The Tallinn Ensemble For New Music
Fotografiska
April 27, 2025
Estonian Music Days is dedicated to moderne classical sounds, embracing the acoustic and the electric, frequently linked in togetherness. This smaller gig at the Fotografiska gallery ground-floor space represented a much more intimate situation than the more crowded events for the Jazzkaar festival. The Tallinn Ensemble For New Music (formed in 2012) assembled a programme that held a complete linear unity, developing via smaller groupings up to the full complement, and also investigating a slow curve up from acoustic chamber loneliness to pieces where deft electronics cloaked the music with a subtle veil.

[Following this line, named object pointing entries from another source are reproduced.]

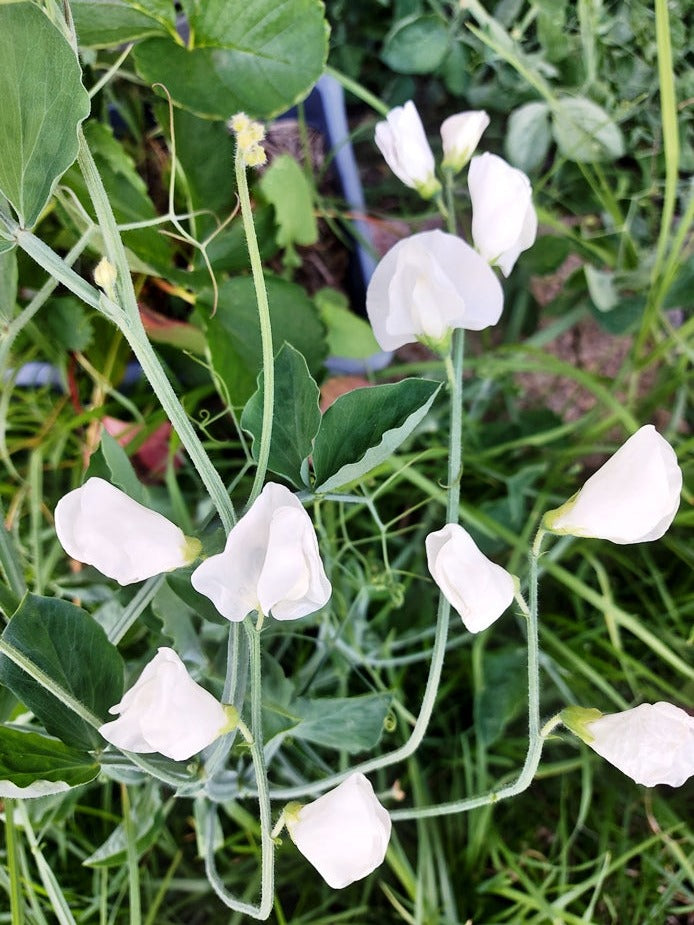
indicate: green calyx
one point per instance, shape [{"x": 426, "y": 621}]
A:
[
  {"x": 429, "y": 188},
  {"x": 551, "y": 517},
  {"x": 191, "y": 549},
  {"x": 577, "y": 719}
]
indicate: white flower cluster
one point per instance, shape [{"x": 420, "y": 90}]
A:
[
  {"x": 425, "y": 287},
  {"x": 433, "y": 282}
]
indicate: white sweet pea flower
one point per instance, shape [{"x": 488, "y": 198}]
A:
[
  {"x": 652, "y": 743},
  {"x": 344, "y": 833},
  {"x": 166, "y": 712},
  {"x": 100, "y": 525},
  {"x": 404, "y": 146},
  {"x": 504, "y": 221},
  {"x": 632, "y": 498},
  {"x": 460, "y": 135},
  {"x": 270, "y": 563},
  {"x": 479, "y": 589},
  {"x": 428, "y": 284}
]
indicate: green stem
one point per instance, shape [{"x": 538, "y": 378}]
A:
[
  {"x": 536, "y": 737},
  {"x": 41, "y": 297},
  {"x": 10, "y": 564},
  {"x": 47, "y": 683},
  {"x": 358, "y": 90},
  {"x": 16, "y": 901},
  {"x": 131, "y": 325},
  {"x": 145, "y": 593},
  {"x": 265, "y": 325},
  {"x": 131, "y": 854},
  {"x": 449, "y": 195},
  {"x": 454, "y": 367},
  {"x": 50, "y": 883},
  {"x": 668, "y": 116},
  {"x": 255, "y": 743}
]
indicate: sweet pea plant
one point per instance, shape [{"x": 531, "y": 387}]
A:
[{"x": 222, "y": 733}]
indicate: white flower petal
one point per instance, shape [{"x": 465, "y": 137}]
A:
[
  {"x": 166, "y": 712},
  {"x": 652, "y": 743},
  {"x": 460, "y": 135},
  {"x": 632, "y": 498},
  {"x": 343, "y": 833},
  {"x": 477, "y": 588},
  {"x": 403, "y": 143},
  {"x": 428, "y": 284},
  {"x": 271, "y": 562},
  {"x": 504, "y": 221},
  {"x": 102, "y": 526}
]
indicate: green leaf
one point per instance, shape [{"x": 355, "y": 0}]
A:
[
  {"x": 147, "y": 816},
  {"x": 233, "y": 333},
  {"x": 528, "y": 136},
  {"x": 127, "y": 194},
  {"x": 362, "y": 428},
  {"x": 351, "y": 723},
  {"x": 259, "y": 57},
  {"x": 205, "y": 152},
  {"x": 601, "y": 287},
  {"x": 66, "y": 324},
  {"x": 122, "y": 474},
  {"x": 101, "y": 23},
  {"x": 584, "y": 132},
  {"x": 285, "y": 186},
  {"x": 502, "y": 694},
  {"x": 348, "y": 334},
  {"x": 8, "y": 284},
  {"x": 354, "y": 724},
  {"x": 416, "y": 44},
  {"x": 72, "y": 650},
  {"x": 33, "y": 765},
  {"x": 624, "y": 315},
  {"x": 179, "y": 582},
  {"x": 177, "y": 625},
  {"x": 296, "y": 420},
  {"x": 43, "y": 103}
]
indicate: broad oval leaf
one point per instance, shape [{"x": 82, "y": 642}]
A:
[
  {"x": 33, "y": 765},
  {"x": 260, "y": 57},
  {"x": 147, "y": 816},
  {"x": 528, "y": 136},
  {"x": 416, "y": 45},
  {"x": 65, "y": 644},
  {"x": 296, "y": 420},
  {"x": 102, "y": 23},
  {"x": 233, "y": 333},
  {"x": 352, "y": 724},
  {"x": 584, "y": 132},
  {"x": 362, "y": 428},
  {"x": 43, "y": 103}
]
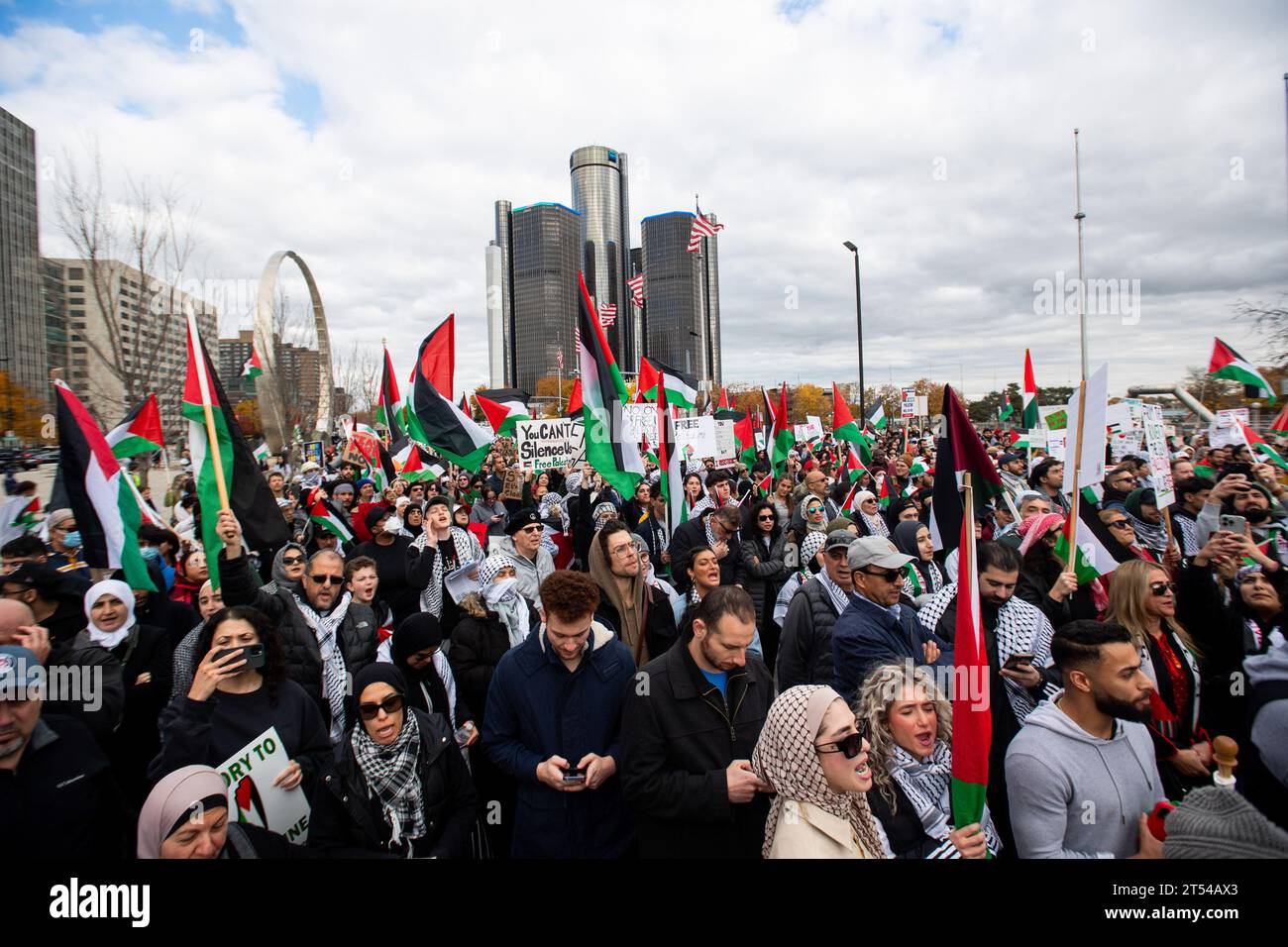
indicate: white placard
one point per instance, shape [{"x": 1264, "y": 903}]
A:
[
  {"x": 548, "y": 442},
  {"x": 253, "y": 797}
]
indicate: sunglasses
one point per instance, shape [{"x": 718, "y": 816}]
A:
[{"x": 390, "y": 705}]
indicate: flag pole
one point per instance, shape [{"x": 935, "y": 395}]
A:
[
  {"x": 1077, "y": 463},
  {"x": 198, "y": 363}
]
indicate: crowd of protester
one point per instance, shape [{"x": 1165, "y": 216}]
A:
[{"x": 559, "y": 672}]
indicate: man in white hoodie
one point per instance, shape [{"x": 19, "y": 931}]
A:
[{"x": 1081, "y": 772}]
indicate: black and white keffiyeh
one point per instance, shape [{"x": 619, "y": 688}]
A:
[
  {"x": 468, "y": 549},
  {"x": 927, "y": 784},
  {"x": 326, "y": 629},
  {"x": 1021, "y": 629},
  {"x": 391, "y": 777}
]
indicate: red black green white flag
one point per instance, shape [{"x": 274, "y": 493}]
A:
[{"x": 140, "y": 432}]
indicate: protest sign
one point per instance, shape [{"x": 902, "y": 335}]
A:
[
  {"x": 548, "y": 442},
  {"x": 1159, "y": 457},
  {"x": 253, "y": 797},
  {"x": 726, "y": 446},
  {"x": 696, "y": 437}
]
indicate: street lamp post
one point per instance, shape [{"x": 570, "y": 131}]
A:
[{"x": 858, "y": 311}]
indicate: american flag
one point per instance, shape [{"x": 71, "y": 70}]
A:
[
  {"x": 700, "y": 228},
  {"x": 636, "y": 285}
]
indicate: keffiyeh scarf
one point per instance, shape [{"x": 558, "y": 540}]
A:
[
  {"x": 335, "y": 682},
  {"x": 391, "y": 777}
]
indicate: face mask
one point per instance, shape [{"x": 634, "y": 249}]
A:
[{"x": 498, "y": 591}]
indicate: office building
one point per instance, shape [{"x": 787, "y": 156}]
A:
[
  {"x": 600, "y": 195},
  {"x": 24, "y": 356},
  {"x": 682, "y": 292}
]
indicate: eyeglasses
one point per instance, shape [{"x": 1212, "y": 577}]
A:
[
  {"x": 889, "y": 575},
  {"x": 390, "y": 705}
]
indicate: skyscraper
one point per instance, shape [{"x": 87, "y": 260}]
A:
[
  {"x": 600, "y": 195},
  {"x": 682, "y": 291},
  {"x": 532, "y": 291},
  {"x": 22, "y": 328}
]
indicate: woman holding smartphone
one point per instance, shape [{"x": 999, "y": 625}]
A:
[{"x": 239, "y": 690}]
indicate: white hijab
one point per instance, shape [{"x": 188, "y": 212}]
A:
[{"x": 120, "y": 590}]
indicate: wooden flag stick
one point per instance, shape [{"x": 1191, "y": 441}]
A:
[{"x": 198, "y": 356}]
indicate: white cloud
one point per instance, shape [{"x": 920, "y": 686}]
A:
[{"x": 936, "y": 137}]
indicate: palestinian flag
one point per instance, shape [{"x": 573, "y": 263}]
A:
[
  {"x": 1258, "y": 446},
  {"x": 502, "y": 407},
  {"x": 433, "y": 419},
  {"x": 1029, "y": 415},
  {"x": 140, "y": 432},
  {"x": 682, "y": 389},
  {"x": 781, "y": 440},
  {"x": 107, "y": 510},
  {"x": 249, "y": 496},
  {"x": 1231, "y": 365},
  {"x": 842, "y": 421},
  {"x": 574, "y": 408},
  {"x": 325, "y": 515},
  {"x": 253, "y": 368},
  {"x": 960, "y": 451},
  {"x": 390, "y": 410},
  {"x": 603, "y": 393},
  {"x": 973, "y": 719},
  {"x": 1099, "y": 553}
]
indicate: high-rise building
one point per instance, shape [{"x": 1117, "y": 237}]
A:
[
  {"x": 24, "y": 356},
  {"x": 125, "y": 330},
  {"x": 532, "y": 292},
  {"x": 600, "y": 195},
  {"x": 682, "y": 292}
]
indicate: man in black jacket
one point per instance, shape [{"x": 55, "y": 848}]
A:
[
  {"x": 326, "y": 635},
  {"x": 716, "y": 528},
  {"x": 690, "y": 724}
]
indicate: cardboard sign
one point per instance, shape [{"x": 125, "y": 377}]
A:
[
  {"x": 546, "y": 444},
  {"x": 253, "y": 797},
  {"x": 696, "y": 437}
]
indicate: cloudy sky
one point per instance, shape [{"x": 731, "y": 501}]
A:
[{"x": 373, "y": 140}]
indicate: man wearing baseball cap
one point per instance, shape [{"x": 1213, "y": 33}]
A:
[
  {"x": 56, "y": 793},
  {"x": 880, "y": 628}
]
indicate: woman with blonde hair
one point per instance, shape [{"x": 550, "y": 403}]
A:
[
  {"x": 1142, "y": 599},
  {"x": 811, "y": 753},
  {"x": 910, "y": 724}
]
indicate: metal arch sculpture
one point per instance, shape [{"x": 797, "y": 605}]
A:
[{"x": 268, "y": 352}]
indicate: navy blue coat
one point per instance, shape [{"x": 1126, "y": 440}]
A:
[
  {"x": 867, "y": 635},
  {"x": 536, "y": 709}
]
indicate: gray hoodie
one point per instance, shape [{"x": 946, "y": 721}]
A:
[
  {"x": 1074, "y": 795},
  {"x": 1270, "y": 725}
]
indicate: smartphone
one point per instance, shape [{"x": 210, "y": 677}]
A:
[
  {"x": 1233, "y": 523},
  {"x": 254, "y": 656},
  {"x": 1014, "y": 661}
]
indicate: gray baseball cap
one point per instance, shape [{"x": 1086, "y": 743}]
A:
[{"x": 876, "y": 551}]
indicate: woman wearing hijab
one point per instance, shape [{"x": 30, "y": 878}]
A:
[
  {"x": 815, "y": 758},
  {"x": 910, "y": 724},
  {"x": 145, "y": 655},
  {"x": 185, "y": 815},
  {"x": 400, "y": 787},
  {"x": 235, "y": 697},
  {"x": 870, "y": 519},
  {"x": 922, "y": 577}
]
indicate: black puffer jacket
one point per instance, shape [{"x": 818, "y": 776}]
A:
[
  {"x": 357, "y": 634},
  {"x": 805, "y": 648},
  {"x": 348, "y": 821}
]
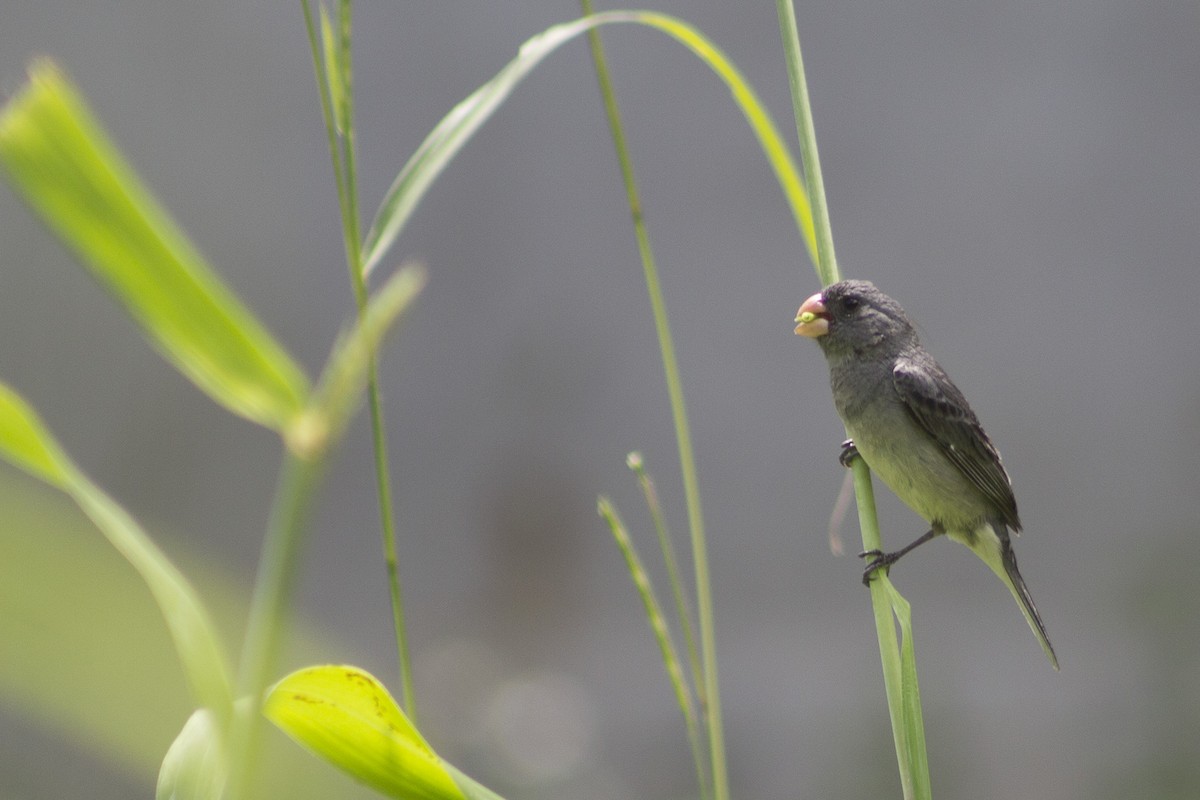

Conductor Arash Yazdani guided a complement of players with flute, clarinet, violin, viola, cello and double bass, although the combined sound did not always inhabit the chamber sphere, due to the added electronic elements. The members all wore black, with white upward-pointing arrows on their t-shirts. The first half of the concert emphasized works that highlighted flute and viola, sparse in nature, while the second phase opened out into an ensemble substance, with the last three of the six pieces (all premieres, by Maria Rostovtseva, Paul Beaudoin and Liisa Hirsch) complementing each other well, as if they had been selected for their overall characters. This deliberate programming structure facilitated a sense of conceptual continuity not so frequently found in such a concert's evolution.